For years, the vibes surrounding the three-day SuiteWorld have been cleverly designed, contagious and communal, a far cry from other trade shows that are either strait-laced or stage-managed painstakingly by a single vendor to decorate everything that line the conference halls and the thoroughfare.
Inside a giant tent at the Caesars Forum against the backdrop of a 550-foot-tall Ferris wheel of Las Vegas, no matter where they sit thousands of SuiteWorld attendees could experience face-to-face interactions with keynote speakers strategically positioning themselves on a rotating turntable doubling as the main stage. The setup entailed relevancy as much as intimacy.
Outside the dining hall Oktoberfest style, attendees could help themselves by fetching cans of premium non-alcoholic beer by BERO, a fast-growing brewery that runs NetSuite ERP, or they would sample an assortment of consumer products from skincare lotions to healthy snacks made by companies all standardizing on NetSuite applications and all turning the event into a promotional vehicle as much as a virtuous feedback loop. Meanwhile, mobs of NetSuite administrators would line up for free plush toys from vending machines. The musical act this year was Pitbull, a rapper with a melting-pot background.

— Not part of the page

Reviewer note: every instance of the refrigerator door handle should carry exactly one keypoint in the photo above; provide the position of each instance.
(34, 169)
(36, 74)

In many ways, SuiteWorld blended elements of a cultural festival with a forward-looking AI summit, capturing the entrepreneurial spirit at the heart of the NetSuite community. The feel of vibe coding was real, but perhaps vibe conferencing was more evident.
For that reason, the success of an application product these days may not simply rest with how it adapts to AI or whether apps should be elevated holistically in order to relegate  agents to bots and nothing else, but rather how vendors like NetSuite continuously redefine the connection between technology and the customers who rely on it.